Page MenuHomePhabricator

Facilitate the manual check of proposed PDF/HTML
Closed, ResolvedPublic

Description

Because we care about users checking the links as thoroughly as possible, we need to provide them with the best tools to do so.

After T166592: Simplify access to Sherpa/Romeo information (e.g. via Dissemin), the next step is to help the check of the proposed PDF/HTML:

  • increase the chances that the URL preview is above the fold, rather than hidden (e.g. by floating the title and search bar to the right of the logo and the "copyright guidance" section to the right of the citation);
  • change the iframe to increase chances that it will actually load the PDF in the most common browser configurations.

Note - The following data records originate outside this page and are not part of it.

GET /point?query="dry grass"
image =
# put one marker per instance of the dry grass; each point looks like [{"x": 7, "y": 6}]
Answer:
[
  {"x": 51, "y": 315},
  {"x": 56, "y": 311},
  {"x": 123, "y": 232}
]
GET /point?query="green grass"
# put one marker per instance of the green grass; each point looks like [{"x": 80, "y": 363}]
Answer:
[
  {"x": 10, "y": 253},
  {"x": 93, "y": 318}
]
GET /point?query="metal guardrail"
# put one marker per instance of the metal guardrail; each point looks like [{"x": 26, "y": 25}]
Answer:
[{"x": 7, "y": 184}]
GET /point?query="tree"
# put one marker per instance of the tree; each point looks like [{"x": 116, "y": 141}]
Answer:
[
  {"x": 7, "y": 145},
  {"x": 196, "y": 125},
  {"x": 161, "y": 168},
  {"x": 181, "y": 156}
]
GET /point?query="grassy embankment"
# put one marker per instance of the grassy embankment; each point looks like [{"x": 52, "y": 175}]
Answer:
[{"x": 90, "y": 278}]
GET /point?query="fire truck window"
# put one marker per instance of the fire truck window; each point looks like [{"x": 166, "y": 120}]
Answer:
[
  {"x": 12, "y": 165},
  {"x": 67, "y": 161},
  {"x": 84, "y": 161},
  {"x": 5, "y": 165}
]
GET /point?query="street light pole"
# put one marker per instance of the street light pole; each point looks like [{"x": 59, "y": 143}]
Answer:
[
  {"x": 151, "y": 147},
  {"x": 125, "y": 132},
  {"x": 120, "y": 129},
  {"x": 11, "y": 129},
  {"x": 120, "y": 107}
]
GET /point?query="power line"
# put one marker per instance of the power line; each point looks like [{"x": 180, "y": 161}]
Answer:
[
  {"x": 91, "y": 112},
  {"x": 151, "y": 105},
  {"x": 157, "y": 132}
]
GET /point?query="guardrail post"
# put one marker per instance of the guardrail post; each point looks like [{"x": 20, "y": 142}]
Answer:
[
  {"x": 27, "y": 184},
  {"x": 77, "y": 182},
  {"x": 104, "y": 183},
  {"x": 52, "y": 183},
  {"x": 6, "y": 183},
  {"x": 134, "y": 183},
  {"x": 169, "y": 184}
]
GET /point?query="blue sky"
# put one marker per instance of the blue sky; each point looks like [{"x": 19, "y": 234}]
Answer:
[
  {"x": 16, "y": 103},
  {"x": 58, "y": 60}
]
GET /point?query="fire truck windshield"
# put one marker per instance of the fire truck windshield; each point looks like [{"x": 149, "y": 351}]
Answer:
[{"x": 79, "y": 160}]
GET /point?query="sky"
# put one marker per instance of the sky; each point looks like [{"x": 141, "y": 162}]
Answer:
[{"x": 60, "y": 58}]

The current layout is clearly suboptimal:

2018-04-21_OAbot_screen.png (900×1 px, 105 KB)

Event Timeline

I think this is our highest priority currently, based on demand.

The issues with the preview I've identified so far are:

  1. links over HTTP, which will not be loaded when you're using oabot over HTTPS: no real solution, the workaround is to use oabot over HTTP (I thought a proxy existed at some point to serve such resources, but I can't find anything now);
  2. URLs which return X-Frame-Options: SAMEORIGIN like http://www.dtic.mil/get-tr-doc/pdf?AD=ADA065558 , again little can be done other than downloading the file and serving it locally.

I've added a route to stream the URLs which are not HTTPS HTML: https://github.com/dissemin/oabot/commit/11ae96694548e728362d85c787546cdb2c9d5b44

The local streaming works pretty well. I've tested many domains yesterday and there are only a couple where it just fails for whatever reason.